Bunun üzerine Hz. Ali(r.a.) Basra ve Kûfe’den ordu hazırlarken, Şam’da da Hz. Muâviye(r.a.) tarafından bir ordu hazırlanır. Bu ordular Fırat’ın kenarında Sıffîn denilen bölgede konaklamak üzere yer alır. Hz. Muâviye(r.a.) Sıffîn’daki su kuyularının önünü kapatır. Hz. Ali(r.a.) elçi gönderip “Su kuyularını açın. Birlikte istifade edelim!” dese de Hz. Muâviye (r.a.) açmaz. Hal böyle olunca Hz. Ali’nin(r.a.) komutanı Malik b. Eşter(r.a.) bir gece baskını ile su yollarını ele geçirir. Hz. Ali(r.a.) kuyuları aldıktan sonra elçi göndererek “Su, iki ordunun müşterek malıdır. Gelin ihtiyacınızca alın.” der. Bu vesileyle savaş uzar ama Hz. Ali(r.a.) bir istikamet insanıdır. Öleceğini de bilse doğrudan asla şaşmaz. 

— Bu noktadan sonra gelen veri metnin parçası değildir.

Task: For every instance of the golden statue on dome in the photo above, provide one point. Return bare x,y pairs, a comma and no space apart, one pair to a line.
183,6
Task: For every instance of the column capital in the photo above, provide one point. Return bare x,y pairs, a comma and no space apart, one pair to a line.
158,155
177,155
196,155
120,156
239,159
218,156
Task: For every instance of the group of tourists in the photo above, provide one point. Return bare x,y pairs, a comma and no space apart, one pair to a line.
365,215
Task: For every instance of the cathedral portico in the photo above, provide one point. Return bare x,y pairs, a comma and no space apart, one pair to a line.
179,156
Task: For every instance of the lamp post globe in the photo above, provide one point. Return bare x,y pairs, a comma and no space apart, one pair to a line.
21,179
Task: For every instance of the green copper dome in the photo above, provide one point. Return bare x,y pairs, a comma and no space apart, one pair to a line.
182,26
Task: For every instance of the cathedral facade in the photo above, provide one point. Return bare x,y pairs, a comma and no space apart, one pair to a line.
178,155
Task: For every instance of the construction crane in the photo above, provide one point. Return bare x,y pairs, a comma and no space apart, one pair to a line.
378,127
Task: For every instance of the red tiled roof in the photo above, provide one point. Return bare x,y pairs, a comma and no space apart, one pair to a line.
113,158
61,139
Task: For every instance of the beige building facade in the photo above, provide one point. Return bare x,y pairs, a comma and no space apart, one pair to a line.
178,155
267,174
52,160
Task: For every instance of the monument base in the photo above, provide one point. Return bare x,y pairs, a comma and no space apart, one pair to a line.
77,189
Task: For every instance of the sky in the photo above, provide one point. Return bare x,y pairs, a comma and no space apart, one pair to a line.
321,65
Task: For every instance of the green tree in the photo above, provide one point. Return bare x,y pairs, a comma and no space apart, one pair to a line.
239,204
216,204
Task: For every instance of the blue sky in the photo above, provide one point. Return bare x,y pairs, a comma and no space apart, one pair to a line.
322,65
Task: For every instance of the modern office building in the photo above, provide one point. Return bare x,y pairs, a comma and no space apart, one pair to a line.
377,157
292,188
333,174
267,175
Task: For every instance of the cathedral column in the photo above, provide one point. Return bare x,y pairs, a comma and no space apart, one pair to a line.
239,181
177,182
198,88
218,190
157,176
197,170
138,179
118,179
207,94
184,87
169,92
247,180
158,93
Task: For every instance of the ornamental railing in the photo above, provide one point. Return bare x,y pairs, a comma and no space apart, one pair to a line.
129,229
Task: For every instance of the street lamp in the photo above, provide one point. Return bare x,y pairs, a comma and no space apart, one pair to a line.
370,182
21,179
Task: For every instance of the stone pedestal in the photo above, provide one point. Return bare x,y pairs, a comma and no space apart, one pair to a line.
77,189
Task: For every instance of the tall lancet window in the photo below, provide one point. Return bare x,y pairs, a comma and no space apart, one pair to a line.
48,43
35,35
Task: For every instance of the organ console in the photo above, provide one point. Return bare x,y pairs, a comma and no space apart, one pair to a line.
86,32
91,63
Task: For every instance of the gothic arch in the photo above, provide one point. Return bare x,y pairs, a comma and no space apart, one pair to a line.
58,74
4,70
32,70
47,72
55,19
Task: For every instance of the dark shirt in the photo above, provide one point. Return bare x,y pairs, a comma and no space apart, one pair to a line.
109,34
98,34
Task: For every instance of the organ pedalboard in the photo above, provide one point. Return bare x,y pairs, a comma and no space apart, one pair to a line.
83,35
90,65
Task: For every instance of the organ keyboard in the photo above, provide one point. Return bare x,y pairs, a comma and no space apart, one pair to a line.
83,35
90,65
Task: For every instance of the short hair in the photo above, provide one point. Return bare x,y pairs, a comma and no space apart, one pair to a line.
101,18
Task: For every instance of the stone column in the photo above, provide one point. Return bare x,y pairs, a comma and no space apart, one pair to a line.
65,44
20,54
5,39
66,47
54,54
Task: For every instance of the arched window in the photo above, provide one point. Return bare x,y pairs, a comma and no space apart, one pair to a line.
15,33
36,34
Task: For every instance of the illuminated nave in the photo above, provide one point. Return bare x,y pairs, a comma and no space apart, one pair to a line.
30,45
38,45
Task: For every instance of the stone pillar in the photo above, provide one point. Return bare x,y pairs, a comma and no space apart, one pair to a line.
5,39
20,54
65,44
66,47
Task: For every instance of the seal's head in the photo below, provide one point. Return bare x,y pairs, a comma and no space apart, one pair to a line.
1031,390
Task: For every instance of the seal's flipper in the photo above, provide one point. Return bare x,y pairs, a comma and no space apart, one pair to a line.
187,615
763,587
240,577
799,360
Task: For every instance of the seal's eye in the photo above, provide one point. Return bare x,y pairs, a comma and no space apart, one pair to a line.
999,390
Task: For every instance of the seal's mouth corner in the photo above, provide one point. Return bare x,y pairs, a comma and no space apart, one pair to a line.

Sıffîn’da iki ay boyunca ordular savaşmadan konaklamışlardır. Bu süreçte Hz. Ali(r.a.) sürekli elçi gönderip kardeş kavgasını bitirmek istediyse de fayda etmemiş ve günler süren savaş neticesinde binlerce kişi ölmüştür. Bir ara “Ammâr b. Yâsir(r.a.) öldü!” diye bir ses yükselmiş ve Hz. Ali(r.a.), Ammâr’ın(r.a.) şehit edilmesine çok üzüldüğü gibi çok da sinirlenmiştir. Çünkü Ammâr(r.a.) onun çok eskiden beri yoldaşıdır. 

Sıffin Savaşı

Ammâr(r.a.) şehit edilince Hz. Ali(r.a.) şu hadiseyi hatırlamıştır: Mescid-i Nebevi inşâ edildiği sırada diğer sahâbiler bir taş taşırken Ammâr’a(r.a.) şaka olsun diye iki taş taşıtıyorlardı. Bir gün Ammâr(r.a.) bunu Efendimiz’e(s.a.v.) söyledi. Allah Resûlü(s.a.v.) onun toz içinde kalmış yüzünü temizlerken “Gün gelecek isyankâr bir topluluk senin kanına girecek!” dedi ve “Ey Ammâr, senin dünyadan ayrılırken içeceğin son şey bir bardak süt olacak.” buyurdu. Gün geldi Resûlullah’ın(s.a.v.) dediği gibi de oldu. Ammâr’ı(r.a.) şehit edecek mızrak ona saplanınca bir arkadaşı koşup “Ey Ammâr(r.a.), çabuk bunu iç!” diyerek süt getirdi. Ammâr(r.a.) o sütü içti ve şehadetinden önce söylediği son cümle ise şu oldu: “Ali’den ayrılmak bana acı, Muhammed’e(s.a.v.) kavuşmak ise bana tatlıdır.” 

Hz. Ali’nin(r.a.) onun şehadetiyle sinirlendiğini duyan Hz. Muâviye(r.a.) “Ammâr’ın katili biz değiliz. Onun katili onu buraya getirendir!” dedi. Hz. Ali(r.a.) ise karşılık olarak “Söyleyin Ebû Süfyân’ın oğluna, o zaman –hâşâ- Hamza’nın(r.a.) katili de onu Uhud’a getiren Efendimiz(s.a.v.)’dir.” diye cevap verdi. 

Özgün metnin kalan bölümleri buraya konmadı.